Last modified: 10/14/2013 2:18:02 PM
Her first name is Phoebe, but she prefers Luna, her middle name.
She likes the way it sounds, Luna Hicks says. But I’m going to attach meaning here, simply because it works.
Luna, as in the moon, high in the sky.
Luna, as in the nutrition bar for women, always tucked away in her backpack while she reaches new heights.
And Luna, as in the 10-year-old Concord girl who’s already climbed all 48 4,000-foot mountains in the state, and who now wants to conquer the remaining two dozen or so such peaks left in New England.
She doesn’t say much, this 4-foot-6-inch fifth-grader. But sit with her and her father, Matt, at the Shaker Road School, where he’s the head assistant and she’s a student, and layers of depth spill out, belying her shy manner.
For one thing, Luna is a jock, a soccer player and a lacrosse player and a snowboarder. She loves strumming chords on her guitar, and she enjoys listening to Vampire Weekend.
Vampire Weekend? The
indie rock band out of Columbia University in New York City, loved by professionals four times Luna’s age?
“Part of it can be attributed to the fact that we try to expose our kids to a wide variety of things,” said Matt, whose parents founded the Shaker school in 1979. “They gravitate to some of them, and they reject others.”
The surprises from Luna continue in other ways, too. Luna, you see, climbed all those tall mountains so fast while so young because her friend, Ashley, had done it by age 11.
So, Luna thought, why not accomplish the same goal, just a little bit sooner?
“Her dad and her dad’s father were really good hikers, and she started doing it when she was small,” said Luna. “She finished all of them on her birthday.”
Luna finished all of them Aug. 12, six days after her 10th birthday, by scaling Bondcliff, in the Pemigewasset Wilderness Area.
“She has a competitive streak, quite competitive, and she’s young for her grade,” Matt said. “And her peers see that side of her, and they honor and reinforce each other’s interests, and that reinforces a lot of these activities. She’s a neat little kid.”
She began hiking and climbing hills shortly after rising to walk, joining her parents on an activity they had been doing together since meeting in the mid-1990s.
“He (Matt) would have to say hike 200 seconds, then take a 10- or 20-second break,” Luna said. “I didn’t like it as much as I do now.”

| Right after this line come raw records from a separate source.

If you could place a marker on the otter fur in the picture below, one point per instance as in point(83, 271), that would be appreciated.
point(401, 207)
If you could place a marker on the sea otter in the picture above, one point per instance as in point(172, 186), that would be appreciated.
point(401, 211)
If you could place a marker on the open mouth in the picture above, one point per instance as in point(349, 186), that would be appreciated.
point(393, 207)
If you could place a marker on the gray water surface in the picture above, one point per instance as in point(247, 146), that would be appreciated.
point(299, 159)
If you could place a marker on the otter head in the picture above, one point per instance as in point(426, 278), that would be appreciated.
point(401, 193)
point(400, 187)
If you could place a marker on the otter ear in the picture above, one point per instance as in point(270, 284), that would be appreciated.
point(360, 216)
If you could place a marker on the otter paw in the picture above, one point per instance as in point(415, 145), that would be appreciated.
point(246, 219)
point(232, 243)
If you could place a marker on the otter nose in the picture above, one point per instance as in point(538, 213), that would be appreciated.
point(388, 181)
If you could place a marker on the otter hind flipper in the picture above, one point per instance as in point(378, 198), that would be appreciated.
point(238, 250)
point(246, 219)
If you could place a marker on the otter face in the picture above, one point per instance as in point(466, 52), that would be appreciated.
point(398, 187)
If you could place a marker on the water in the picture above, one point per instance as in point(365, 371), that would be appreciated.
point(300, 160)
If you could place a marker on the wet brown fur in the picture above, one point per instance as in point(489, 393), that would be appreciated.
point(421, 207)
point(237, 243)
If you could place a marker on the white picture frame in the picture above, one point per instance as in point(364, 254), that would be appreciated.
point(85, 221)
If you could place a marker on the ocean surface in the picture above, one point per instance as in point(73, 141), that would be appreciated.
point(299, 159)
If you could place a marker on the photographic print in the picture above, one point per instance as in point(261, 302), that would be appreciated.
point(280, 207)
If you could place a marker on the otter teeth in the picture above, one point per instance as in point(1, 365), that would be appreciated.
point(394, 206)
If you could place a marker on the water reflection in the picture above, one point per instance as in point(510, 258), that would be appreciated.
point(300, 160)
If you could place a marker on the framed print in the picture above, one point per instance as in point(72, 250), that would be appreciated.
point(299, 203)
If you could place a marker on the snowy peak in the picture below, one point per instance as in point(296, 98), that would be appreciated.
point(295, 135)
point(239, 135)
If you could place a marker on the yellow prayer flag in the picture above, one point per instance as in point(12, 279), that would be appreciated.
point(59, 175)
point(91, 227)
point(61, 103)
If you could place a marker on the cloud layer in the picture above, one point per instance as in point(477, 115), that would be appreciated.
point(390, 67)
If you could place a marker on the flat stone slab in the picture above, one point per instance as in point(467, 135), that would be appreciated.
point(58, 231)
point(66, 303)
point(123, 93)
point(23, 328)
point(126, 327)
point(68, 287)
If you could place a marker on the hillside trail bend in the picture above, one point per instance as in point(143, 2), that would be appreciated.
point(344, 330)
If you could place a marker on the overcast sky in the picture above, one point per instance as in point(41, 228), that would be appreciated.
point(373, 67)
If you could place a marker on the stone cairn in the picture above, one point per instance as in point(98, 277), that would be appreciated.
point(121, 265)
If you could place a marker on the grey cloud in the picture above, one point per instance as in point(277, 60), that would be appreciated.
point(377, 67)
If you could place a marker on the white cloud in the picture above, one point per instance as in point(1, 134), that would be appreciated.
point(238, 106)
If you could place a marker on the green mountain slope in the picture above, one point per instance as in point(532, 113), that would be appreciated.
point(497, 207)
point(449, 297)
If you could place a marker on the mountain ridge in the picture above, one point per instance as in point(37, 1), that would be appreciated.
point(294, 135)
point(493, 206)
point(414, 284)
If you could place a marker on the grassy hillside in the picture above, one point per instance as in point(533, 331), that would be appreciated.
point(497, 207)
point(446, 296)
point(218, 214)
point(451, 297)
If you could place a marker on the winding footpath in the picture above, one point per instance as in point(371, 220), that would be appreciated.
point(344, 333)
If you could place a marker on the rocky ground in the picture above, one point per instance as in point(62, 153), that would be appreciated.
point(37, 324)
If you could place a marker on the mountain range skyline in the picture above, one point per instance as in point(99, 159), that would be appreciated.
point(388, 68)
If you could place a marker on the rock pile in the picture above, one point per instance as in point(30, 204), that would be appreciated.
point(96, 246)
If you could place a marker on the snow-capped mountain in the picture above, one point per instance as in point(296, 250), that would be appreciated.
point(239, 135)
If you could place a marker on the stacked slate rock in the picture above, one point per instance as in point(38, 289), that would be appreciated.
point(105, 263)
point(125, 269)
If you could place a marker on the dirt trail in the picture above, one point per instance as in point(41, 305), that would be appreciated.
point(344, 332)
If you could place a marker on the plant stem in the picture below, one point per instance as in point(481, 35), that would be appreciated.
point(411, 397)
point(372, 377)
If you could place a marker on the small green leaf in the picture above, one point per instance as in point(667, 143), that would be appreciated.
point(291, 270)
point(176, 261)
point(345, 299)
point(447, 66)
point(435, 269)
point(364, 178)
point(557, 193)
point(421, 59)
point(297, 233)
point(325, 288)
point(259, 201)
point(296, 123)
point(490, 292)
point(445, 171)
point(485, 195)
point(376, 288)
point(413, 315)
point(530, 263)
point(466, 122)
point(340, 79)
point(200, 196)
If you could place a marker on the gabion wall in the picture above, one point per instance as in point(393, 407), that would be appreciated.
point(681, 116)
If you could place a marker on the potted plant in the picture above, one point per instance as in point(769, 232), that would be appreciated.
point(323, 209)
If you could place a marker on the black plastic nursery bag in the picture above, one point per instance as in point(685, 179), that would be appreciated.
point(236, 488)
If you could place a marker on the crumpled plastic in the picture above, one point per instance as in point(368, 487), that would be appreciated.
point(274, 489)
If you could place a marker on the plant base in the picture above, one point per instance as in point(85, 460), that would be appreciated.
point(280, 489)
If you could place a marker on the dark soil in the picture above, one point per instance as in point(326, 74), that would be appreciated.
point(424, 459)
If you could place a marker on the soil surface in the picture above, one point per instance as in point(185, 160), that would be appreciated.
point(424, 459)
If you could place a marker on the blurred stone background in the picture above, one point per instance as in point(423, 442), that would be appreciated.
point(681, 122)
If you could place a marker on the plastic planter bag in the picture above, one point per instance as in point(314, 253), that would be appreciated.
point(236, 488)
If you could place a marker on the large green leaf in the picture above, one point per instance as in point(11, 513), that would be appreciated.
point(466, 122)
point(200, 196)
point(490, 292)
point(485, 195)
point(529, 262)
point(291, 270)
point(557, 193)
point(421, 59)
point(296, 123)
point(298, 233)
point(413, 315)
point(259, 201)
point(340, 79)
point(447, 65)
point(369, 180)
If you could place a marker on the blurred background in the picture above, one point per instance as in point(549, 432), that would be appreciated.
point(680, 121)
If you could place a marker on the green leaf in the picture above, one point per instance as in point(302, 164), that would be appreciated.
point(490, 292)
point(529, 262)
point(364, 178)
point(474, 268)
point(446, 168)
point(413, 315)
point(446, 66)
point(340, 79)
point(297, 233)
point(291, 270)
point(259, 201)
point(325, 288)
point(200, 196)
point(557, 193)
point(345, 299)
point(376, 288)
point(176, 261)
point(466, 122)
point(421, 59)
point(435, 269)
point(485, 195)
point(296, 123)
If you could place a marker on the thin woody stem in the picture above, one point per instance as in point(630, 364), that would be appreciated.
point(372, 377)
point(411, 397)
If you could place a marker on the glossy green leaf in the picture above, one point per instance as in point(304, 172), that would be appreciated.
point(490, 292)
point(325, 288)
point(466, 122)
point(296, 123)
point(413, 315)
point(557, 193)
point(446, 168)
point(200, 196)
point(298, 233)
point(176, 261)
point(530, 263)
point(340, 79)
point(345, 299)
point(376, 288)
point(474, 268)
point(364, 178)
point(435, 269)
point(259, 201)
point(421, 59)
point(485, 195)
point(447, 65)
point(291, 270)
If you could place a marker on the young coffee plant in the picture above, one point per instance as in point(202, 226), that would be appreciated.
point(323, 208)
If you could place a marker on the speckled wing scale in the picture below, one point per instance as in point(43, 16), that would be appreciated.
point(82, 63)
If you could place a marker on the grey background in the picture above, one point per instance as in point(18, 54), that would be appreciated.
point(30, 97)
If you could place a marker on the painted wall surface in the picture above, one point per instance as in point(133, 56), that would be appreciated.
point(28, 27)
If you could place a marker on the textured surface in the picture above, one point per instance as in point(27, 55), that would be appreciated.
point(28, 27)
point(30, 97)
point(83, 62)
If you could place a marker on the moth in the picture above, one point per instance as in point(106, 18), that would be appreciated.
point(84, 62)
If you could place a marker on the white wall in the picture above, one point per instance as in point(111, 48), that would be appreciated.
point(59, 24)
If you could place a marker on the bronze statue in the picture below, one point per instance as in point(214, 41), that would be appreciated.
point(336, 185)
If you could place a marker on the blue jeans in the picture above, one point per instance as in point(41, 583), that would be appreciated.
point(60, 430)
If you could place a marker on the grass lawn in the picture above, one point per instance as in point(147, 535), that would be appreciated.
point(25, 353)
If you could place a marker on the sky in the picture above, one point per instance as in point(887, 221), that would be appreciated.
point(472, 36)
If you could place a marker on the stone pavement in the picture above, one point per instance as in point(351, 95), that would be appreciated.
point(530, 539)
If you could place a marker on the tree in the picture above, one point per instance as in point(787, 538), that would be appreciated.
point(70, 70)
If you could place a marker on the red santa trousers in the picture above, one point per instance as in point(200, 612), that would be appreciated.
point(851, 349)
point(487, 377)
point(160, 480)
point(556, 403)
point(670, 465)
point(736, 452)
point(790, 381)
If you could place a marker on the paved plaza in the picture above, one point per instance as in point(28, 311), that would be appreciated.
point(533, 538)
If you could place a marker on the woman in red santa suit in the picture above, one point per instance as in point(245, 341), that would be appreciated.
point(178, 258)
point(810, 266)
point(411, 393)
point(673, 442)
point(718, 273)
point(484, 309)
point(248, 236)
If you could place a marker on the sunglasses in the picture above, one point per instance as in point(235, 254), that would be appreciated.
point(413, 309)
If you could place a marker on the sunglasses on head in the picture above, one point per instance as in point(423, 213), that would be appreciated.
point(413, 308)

Matt and his wife, Allyson, relayed stories about Native Americans and U.S. history to Luna, helping to exercise her mind as she exercised her body.
“It was about distractions, goal-setting, looking for mile markers,” Matt said. “It’s a mental game. Children are more capable than they realize. You strive for small victories.”
Her first 4,000-footer was Mt. Willey in Grafton County. She was 5.
Still in kindergarten, Luna hiked mounts Jackson and Pierce, at which time her competitiveness began to show like a summit through the clouds.
One spring weekend five years ago, with graduation from kindergarten looming the next morning, Luna wanted to keep pace with her goal of climbing the 4,000-foot family by her 10th birthday.
She wanted to climb a mountain sometime during graduation day.
Matt, hoping to put the subject to bed for another time, told Luna that they’d have to get up in the middle of the night to do it.
Luna slept in her hiking clothes, got up at 3:15 a.m., woke her father and off they went, to Mount Hale.
“We got up at 3:15, but the plan was to get up at 3, so we slept in a little later,” Luna noted. “We got to the bottom at 9, then had breakfast.”
And easily made the lunchtime graduation ceremony.
By age 7, Luna had established herself as the First Lady, or Girl, of climbing, making her way through the Presidential Range, tackling Washington and Eisenhower and Madison and Monroe, her most challenging hike.
Their group grew through the years, with friends and relatives meeting in Tilton or the New Hampton Dunkin’ Donuts before setting out.
Once, at the top of Mount Willey, Luna watched as gray jays swooped down and tried to eat her peanut butter and jelly sandwich, only to be denied by her hiking-pole-waving father.
Another time cousin Ben left some trail mix in his knapsack, forgetting to place it along with the other food into the safety of a bear bag, hung from a tree.
“There were holes in the bag the next morning,” Luna said. “A mouse ate it.”
There are more adventures ahead, as Luna turns toward Maine and Vermont and the remaining members of the tall-mountain club.
She’ll start later this fall, after soccer season ends. Asked to reflect on what she’s already done, Luna said, “I was happy. I felt like I accomplished something that I wanted to do since I was really young.”